Les éditeurs de presse se voient accorder le droit exclusif d’autoriser l’utilisation du contenu de leurs publications de presse par des services en ligne. Les plateformes en ligne ne peuvent utiliser le contenu des éditeurs de presse que si elles ont été autorisées par les éditeurs à le faire et qu’elles les rémunèrent. L’article 15 n’empêche toutefois pas les éditeurs de presse d’accorder des autorisations gratuites.
Un porte-parole de la Commission européenne.
Autrement dit, si un média décide de publier un article de presse ou une vidéo sur Facebook, ce média le fait de sa propre initiative, sans négocier de rémunération à Facebook au préalable.

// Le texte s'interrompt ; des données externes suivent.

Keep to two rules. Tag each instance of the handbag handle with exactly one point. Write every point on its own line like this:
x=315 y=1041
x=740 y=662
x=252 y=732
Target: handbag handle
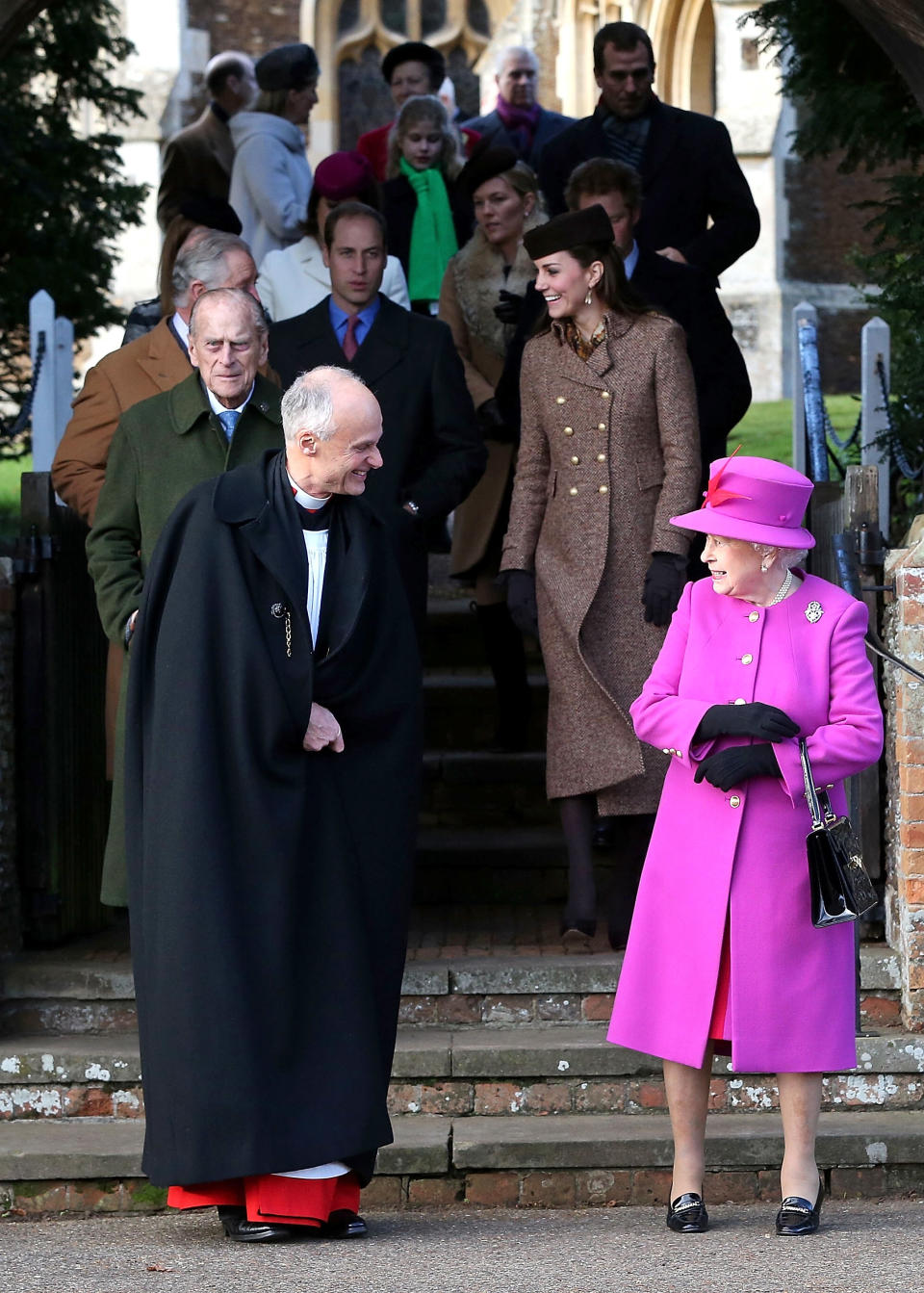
x=810 y=792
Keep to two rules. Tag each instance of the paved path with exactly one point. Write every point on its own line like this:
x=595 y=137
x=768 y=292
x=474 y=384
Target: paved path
x=864 y=1248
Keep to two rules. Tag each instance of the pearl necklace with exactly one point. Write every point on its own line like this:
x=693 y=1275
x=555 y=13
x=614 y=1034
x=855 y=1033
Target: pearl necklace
x=783 y=588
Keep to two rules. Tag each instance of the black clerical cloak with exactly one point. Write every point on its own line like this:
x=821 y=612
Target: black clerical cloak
x=269 y=886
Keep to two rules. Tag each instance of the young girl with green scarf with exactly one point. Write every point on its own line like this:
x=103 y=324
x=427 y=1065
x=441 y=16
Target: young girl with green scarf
x=428 y=216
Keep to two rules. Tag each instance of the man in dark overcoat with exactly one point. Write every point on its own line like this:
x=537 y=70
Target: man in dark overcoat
x=271 y=765
x=222 y=414
x=689 y=170
x=682 y=293
x=433 y=451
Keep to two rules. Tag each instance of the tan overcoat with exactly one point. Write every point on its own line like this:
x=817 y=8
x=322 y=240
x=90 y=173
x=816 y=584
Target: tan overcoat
x=196 y=163
x=609 y=452
x=470 y=291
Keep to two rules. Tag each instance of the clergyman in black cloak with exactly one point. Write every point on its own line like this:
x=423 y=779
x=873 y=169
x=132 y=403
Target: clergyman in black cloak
x=272 y=760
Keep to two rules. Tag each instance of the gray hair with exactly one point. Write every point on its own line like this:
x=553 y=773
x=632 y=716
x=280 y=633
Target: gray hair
x=788 y=557
x=232 y=297
x=511 y=51
x=308 y=405
x=203 y=261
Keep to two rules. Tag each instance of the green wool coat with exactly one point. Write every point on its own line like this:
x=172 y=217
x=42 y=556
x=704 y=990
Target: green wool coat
x=162 y=448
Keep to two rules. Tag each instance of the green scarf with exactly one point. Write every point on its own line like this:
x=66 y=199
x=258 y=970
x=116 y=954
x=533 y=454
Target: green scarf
x=433 y=237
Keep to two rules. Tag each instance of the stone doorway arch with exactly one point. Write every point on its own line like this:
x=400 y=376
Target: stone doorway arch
x=350 y=38
x=683 y=38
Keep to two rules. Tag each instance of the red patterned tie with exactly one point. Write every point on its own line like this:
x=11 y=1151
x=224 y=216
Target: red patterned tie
x=350 y=344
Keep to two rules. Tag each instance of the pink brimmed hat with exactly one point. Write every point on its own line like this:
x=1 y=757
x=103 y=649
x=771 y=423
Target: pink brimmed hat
x=757 y=500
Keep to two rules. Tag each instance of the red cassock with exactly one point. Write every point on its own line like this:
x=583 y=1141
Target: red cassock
x=373 y=146
x=283 y=1200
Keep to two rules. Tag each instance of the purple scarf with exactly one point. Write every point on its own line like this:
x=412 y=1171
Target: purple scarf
x=521 y=121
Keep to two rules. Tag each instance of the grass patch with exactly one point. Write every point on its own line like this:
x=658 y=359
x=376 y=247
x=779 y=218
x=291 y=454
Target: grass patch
x=765 y=430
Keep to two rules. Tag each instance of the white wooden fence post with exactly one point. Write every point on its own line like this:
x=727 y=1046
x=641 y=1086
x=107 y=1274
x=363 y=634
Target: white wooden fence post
x=875 y=418
x=44 y=411
x=64 y=375
x=804 y=312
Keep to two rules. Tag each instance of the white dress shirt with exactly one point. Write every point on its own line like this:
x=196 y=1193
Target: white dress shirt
x=316 y=547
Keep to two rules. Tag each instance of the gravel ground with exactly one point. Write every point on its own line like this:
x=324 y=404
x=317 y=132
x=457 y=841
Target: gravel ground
x=862 y=1248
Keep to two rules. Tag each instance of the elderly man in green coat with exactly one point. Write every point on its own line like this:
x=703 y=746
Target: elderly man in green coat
x=221 y=415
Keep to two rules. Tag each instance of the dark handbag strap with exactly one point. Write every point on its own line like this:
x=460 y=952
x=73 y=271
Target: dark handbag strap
x=819 y=810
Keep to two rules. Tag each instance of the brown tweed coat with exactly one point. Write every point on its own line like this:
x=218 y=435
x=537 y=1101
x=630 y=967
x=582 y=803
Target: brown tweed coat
x=609 y=452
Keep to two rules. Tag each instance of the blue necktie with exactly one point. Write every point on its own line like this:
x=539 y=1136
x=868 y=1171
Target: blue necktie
x=229 y=421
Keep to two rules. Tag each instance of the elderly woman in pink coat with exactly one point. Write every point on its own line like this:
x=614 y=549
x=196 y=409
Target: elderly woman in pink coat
x=723 y=954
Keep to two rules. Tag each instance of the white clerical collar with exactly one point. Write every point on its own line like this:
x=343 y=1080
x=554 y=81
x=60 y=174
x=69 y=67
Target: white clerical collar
x=218 y=407
x=630 y=260
x=181 y=328
x=304 y=500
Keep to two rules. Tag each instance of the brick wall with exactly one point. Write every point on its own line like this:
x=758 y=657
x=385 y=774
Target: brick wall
x=905 y=761
x=10 y=889
x=825 y=232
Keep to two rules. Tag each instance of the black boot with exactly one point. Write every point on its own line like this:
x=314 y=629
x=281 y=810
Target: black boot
x=506 y=660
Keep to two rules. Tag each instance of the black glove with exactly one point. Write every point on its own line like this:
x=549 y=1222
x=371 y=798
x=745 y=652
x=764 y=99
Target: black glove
x=491 y=422
x=521 y=602
x=764 y=722
x=663 y=586
x=508 y=308
x=738 y=764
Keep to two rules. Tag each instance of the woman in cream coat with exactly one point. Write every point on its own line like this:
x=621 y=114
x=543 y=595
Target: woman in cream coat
x=490 y=272
x=296 y=278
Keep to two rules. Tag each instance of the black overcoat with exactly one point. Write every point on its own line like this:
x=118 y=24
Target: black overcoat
x=268 y=886
x=689 y=174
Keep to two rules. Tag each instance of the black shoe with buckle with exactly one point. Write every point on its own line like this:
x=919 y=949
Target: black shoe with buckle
x=346 y=1225
x=687 y=1216
x=234 y=1220
x=798 y=1216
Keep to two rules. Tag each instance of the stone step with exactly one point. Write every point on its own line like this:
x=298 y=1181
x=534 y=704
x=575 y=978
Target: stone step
x=493 y=866
x=566 y=1161
x=101 y=1149
x=460 y=711
x=472 y=1071
x=477 y=789
x=67 y=992
x=452 y=637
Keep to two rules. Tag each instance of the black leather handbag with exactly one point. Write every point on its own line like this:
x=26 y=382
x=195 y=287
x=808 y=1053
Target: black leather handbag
x=840 y=886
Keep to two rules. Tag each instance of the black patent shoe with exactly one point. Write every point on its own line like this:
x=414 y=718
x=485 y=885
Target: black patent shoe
x=346 y=1225
x=687 y=1216
x=577 y=937
x=798 y=1217
x=234 y=1220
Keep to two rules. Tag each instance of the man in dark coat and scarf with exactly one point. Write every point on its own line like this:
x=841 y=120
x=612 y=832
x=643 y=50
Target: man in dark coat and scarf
x=271 y=765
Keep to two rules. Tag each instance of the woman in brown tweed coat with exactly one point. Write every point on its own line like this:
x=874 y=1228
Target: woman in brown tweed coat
x=609 y=452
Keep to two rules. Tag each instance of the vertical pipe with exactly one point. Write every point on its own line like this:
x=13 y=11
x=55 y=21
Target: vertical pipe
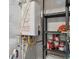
x=45 y=36
x=67 y=25
x=43 y=28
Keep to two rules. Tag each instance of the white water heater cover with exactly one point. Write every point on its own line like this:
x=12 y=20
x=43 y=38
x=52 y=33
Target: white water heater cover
x=30 y=24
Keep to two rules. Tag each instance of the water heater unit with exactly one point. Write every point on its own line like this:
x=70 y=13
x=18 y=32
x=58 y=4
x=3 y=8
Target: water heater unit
x=31 y=21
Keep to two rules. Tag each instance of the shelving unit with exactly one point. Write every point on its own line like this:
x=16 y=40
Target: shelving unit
x=66 y=14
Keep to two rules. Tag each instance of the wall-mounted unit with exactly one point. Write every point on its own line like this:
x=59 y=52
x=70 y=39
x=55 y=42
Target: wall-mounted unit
x=31 y=18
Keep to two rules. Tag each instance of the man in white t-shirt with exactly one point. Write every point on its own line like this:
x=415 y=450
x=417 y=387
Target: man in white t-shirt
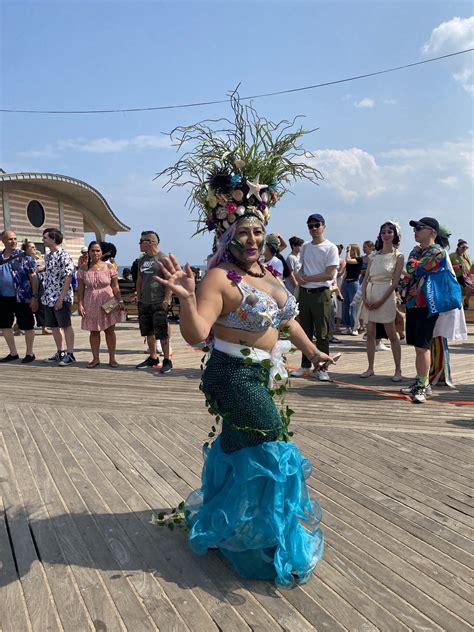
x=293 y=262
x=319 y=259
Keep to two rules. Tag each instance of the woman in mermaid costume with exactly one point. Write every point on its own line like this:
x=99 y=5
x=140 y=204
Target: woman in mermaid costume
x=253 y=505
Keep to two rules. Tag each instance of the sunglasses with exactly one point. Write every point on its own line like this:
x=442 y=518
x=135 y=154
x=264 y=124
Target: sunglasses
x=421 y=226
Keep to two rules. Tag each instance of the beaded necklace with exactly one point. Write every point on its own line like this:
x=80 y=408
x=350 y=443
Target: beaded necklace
x=255 y=275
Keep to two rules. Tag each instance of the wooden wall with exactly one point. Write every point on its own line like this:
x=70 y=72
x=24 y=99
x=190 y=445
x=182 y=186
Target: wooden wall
x=73 y=228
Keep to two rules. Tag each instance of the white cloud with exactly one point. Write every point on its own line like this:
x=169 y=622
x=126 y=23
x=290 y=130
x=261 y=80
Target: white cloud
x=450 y=181
x=355 y=174
x=366 y=102
x=449 y=37
x=102 y=145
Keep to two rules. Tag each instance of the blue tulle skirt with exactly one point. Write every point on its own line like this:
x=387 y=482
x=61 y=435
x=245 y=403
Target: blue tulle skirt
x=254 y=507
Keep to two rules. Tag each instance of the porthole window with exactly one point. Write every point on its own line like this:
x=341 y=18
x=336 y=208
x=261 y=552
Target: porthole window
x=35 y=213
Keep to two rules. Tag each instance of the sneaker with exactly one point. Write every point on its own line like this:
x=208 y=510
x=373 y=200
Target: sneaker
x=149 y=363
x=68 y=358
x=408 y=390
x=57 y=357
x=167 y=366
x=300 y=372
x=10 y=358
x=323 y=376
x=418 y=395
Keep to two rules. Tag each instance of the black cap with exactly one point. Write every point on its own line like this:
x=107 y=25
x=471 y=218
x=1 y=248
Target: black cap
x=431 y=222
x=316 y=217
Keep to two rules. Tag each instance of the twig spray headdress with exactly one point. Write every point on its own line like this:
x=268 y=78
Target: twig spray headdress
x=240 y=170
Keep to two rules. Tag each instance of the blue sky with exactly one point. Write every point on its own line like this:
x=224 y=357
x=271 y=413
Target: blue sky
x=396 y=146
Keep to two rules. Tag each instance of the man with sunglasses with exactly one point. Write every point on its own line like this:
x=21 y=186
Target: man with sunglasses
x=427 y=257
x=153 y=302
x=319 y=259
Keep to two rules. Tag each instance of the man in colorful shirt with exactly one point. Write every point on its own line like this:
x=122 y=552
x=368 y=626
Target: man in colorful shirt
x=18 y=296
x=58 y=296
x=426 y=258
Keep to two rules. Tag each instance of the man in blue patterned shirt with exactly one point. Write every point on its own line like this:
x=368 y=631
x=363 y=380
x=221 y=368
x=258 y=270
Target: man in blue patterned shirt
x=18 y=296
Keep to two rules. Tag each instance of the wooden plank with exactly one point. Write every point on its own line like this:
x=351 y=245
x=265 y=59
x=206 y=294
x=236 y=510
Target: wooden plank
x=383 y=480
x=206 y=573
x=91 y=589
x=39 y=600
x=425 y=477
x=417 y=444
x=101 y=495
x=54 y=477
x=395 y=556
x=423 y=556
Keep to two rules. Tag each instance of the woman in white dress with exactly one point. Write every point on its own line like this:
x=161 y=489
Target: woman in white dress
x=378 y=295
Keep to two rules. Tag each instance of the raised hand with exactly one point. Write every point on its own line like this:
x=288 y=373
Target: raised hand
x=181 y=282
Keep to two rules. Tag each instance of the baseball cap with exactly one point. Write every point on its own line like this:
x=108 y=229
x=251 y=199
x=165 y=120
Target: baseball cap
x=316 y=217
x=430 y=222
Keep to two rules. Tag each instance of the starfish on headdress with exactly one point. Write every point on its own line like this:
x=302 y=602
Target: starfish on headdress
x=255 y=188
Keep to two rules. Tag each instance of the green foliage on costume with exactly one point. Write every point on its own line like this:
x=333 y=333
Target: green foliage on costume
x=228 y=156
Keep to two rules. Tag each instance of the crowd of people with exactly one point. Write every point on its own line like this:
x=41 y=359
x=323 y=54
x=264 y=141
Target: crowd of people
x=367 y=294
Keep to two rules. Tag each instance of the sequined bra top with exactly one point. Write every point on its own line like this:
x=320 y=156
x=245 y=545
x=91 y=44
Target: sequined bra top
x=258 y=310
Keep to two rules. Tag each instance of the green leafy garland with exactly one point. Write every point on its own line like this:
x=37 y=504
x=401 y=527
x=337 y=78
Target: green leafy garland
x=176 y=518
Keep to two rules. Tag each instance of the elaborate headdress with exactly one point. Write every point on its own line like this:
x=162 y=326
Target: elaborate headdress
x=238 y=171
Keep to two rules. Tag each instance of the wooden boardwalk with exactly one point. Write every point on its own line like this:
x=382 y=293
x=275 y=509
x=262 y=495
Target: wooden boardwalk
x=86 y=455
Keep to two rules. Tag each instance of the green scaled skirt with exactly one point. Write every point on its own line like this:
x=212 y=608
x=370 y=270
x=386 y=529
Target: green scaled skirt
x=253 y=504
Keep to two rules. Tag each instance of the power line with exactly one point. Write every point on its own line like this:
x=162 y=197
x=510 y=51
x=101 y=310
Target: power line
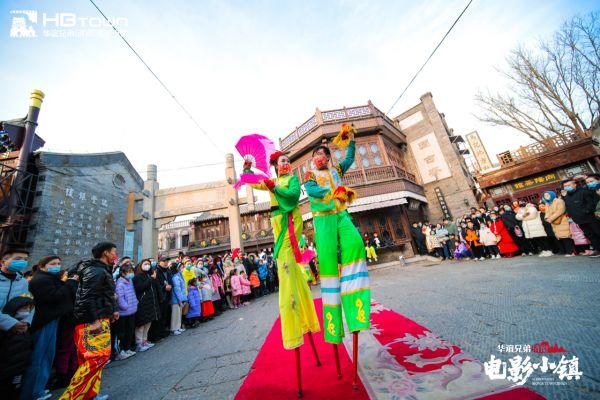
x=157 y=78
x=428 y=58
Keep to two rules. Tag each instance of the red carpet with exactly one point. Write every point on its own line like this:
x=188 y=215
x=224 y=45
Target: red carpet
x=399 y=359
x=273 y=374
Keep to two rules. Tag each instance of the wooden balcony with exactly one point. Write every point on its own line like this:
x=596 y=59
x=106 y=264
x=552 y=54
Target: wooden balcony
x=220 y=243
x=376 y=175
x=537 y=158
x=366 y=118
x=534 y=150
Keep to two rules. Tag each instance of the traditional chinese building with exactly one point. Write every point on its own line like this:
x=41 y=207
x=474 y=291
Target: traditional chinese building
x=208 y=232
x=389 y=195
x=527 y=172
x=80 y=200
x=436 y=155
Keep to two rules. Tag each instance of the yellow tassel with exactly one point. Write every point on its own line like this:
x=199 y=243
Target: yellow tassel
x=343 y=138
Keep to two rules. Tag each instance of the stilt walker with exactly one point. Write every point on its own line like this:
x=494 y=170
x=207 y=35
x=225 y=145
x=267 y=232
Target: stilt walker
x=296 y=306
x=346 y=288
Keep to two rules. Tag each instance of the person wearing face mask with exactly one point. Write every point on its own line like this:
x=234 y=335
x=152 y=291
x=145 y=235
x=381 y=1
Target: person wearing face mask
x=580 y=204
x=556 y=216
x=148 y=307
x=419 y=238
x=505 y=242
x=128 y=304
x=515 y=229
x=15 y=348
x=65 y=361
x=52 y=300
x=188 y=272
x=593 y=183
x=348 y=290
x=95 y=307
x=164 y=282
x=178 y=299
x=13 y=284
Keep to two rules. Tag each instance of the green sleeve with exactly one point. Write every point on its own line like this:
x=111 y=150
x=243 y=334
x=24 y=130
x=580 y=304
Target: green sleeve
x=288 y=197
x=347 y=162
x=314 y=190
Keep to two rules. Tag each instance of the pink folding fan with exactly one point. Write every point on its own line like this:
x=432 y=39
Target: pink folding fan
x=255 y=149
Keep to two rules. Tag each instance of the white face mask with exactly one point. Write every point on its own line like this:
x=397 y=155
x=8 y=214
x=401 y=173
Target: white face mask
x=20 y=315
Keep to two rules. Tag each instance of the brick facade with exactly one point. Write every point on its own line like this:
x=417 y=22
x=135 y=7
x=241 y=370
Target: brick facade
x=419 y=122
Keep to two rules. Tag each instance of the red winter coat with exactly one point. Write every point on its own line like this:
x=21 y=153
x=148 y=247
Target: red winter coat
x=506 y=244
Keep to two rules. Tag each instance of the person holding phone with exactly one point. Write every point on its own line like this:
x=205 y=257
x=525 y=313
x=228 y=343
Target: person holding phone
x=95 y=308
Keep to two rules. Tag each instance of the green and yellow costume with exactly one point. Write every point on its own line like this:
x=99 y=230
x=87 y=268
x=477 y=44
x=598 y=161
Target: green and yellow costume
x=298 y=314
x=349 y=288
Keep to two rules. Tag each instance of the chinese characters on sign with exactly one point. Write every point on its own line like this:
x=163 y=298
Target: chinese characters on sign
x=520 y=368
x=82 y=220
x=443 y=205
x=430 y=160
x=533 y=182
x=479 y=152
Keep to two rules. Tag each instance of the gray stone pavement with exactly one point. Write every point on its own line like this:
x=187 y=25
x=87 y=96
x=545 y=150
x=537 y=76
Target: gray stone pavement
x=476 y=305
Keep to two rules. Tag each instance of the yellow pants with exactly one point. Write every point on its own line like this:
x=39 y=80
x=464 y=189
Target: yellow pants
x=371 y=254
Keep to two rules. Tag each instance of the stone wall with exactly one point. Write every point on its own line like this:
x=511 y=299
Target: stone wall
x=81 y=199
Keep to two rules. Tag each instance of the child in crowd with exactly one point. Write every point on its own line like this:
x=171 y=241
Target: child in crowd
x=15 y=348
x=263 y=275
x=193 y=316
x=208 y=309
x=127 y=303
x=472 y=239
x=255 y=281
x=246 y=291
x=461 y=251
x=236 y=288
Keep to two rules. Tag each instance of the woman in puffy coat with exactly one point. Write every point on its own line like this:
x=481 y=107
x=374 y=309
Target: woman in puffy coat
x=556 y=216
x=148 y=304
x=506 y=244
x=246 y=291
x=236 y=288
x=178 y=300
x=533 y=228
x=195 y=301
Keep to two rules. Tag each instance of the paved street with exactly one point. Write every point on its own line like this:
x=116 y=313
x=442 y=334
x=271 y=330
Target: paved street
x=476 y=305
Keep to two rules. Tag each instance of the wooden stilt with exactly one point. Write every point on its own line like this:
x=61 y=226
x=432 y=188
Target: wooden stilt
x=312 y=344
x=355 y=360
x=298 y=372
x=337 y=361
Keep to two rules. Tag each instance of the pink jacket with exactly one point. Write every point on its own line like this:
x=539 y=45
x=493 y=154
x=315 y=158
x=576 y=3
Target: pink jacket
x=577 y=234
x=216 y=283
x=245 y=285
x=236 y=285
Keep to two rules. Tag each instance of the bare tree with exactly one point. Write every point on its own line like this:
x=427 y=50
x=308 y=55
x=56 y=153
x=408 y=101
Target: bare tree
x=554 y=88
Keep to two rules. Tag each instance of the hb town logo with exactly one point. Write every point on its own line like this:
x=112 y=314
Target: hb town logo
x=22 y=23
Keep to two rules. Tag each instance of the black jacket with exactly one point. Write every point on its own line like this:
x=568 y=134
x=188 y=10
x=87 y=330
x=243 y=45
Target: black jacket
x=51 y=297
x=164 y=277
x=67 y=321
x=95 y=297
x=146 y=292
x=581 y=205
x=417 y=233
x=15 y=348
x=510 y=220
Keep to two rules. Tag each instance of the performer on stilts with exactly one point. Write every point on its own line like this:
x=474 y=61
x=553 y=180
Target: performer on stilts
x=296 y=306
x=346 y=287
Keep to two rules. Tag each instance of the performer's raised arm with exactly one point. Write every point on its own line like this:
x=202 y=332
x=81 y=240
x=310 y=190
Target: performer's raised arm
x=312 y=187
x=347 y=162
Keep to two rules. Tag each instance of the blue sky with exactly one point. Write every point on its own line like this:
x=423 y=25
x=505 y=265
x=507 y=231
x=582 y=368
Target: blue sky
x=257 y=66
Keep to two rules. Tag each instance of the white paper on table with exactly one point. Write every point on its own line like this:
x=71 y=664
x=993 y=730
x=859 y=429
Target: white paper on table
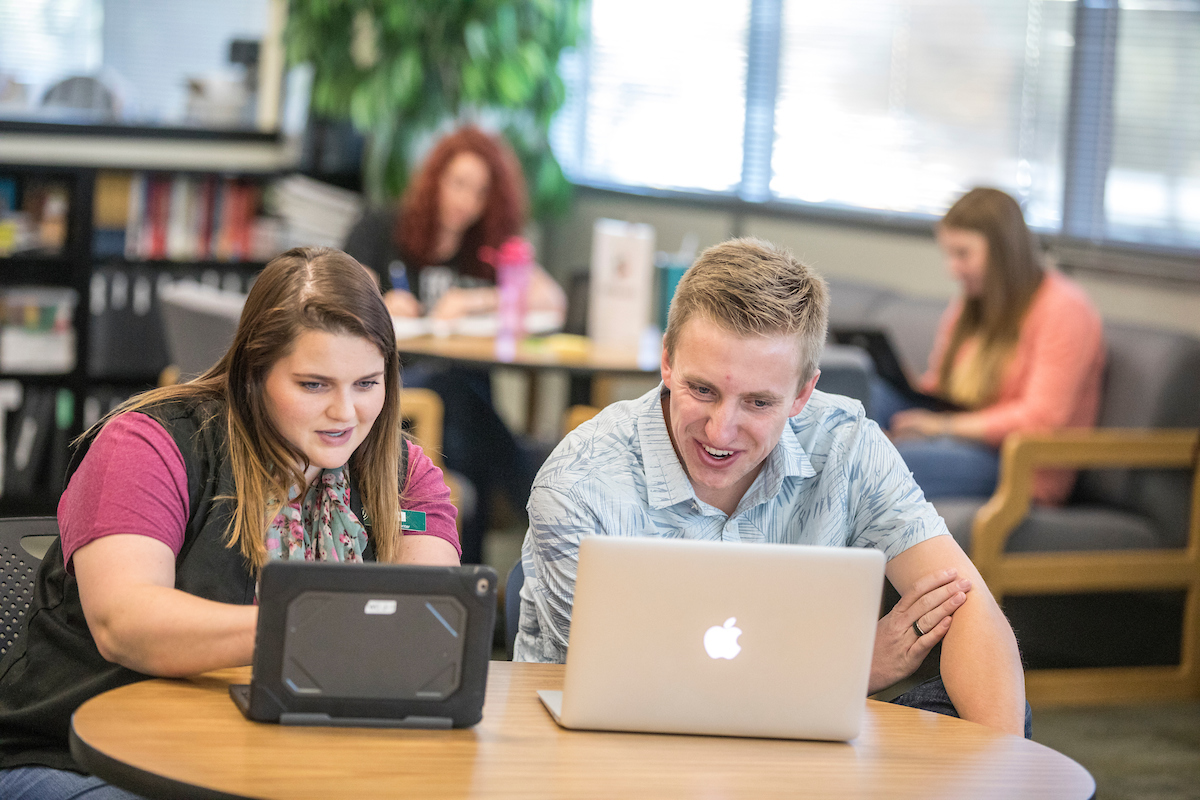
x=622 y=281
x=538 y=323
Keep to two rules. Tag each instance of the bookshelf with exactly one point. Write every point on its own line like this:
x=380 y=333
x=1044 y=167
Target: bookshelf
x=101 y=215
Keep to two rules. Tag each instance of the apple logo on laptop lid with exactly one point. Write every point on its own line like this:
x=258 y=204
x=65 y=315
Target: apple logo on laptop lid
x=721 y=641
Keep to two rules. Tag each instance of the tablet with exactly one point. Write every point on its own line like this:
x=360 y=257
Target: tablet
x=371 y=645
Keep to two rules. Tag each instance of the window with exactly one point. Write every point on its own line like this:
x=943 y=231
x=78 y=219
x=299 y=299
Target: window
x=1152 y=193
x=1087 y=112
x=127 y=61
x=659 y=95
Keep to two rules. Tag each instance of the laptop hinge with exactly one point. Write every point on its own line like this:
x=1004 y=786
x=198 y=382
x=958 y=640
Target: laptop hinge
x=327 y=721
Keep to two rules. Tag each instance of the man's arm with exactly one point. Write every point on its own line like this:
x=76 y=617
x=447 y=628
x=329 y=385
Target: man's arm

C’est ce qui se passe, de fait, tous les jours dans les médias traditionnels européens et nous sommes donc loin du scénario canadien dans lequel Facebook devrait rétribuer les éditeurs de presse, de manière automatique et à large échelle, pour leurs contenus.
Aucun changement législatif n’est en prévision selon ce porte-parole de la Commission européenne. "La Commission considère qu’il serait prématuré d’envisager de nouvelles actions au niveau de l’UE, avant d’être en mesure d’évaluer les effets des règles actuellement mises en œuvre."
Le DMA doit garantir par ailleurs des "conditions générales d’accès équitables, raisonnables et non discriminatoires" sur les réseaux sociaux et les moteurs de recherche en ligne. Autrement dit, les plateformes ne pourraient en théorie pas bloquer l’accès à un média. "La Commission européenne est en contact étroit avec Meta sur les préparatifs de mise en conformité avec le DSA et le DMA, mais ne peut pas divulguer le contenu de ces discussions", nous indique encore ce porte-parole de la Commission européenne.
De son côté, Meta, que nous avons contacté, a simplement répondu que le sujet du blocage de contenus journalistiques ne concernant que le Canada et qu’il s’agissait "de la seule information que nous pouvons vous donner".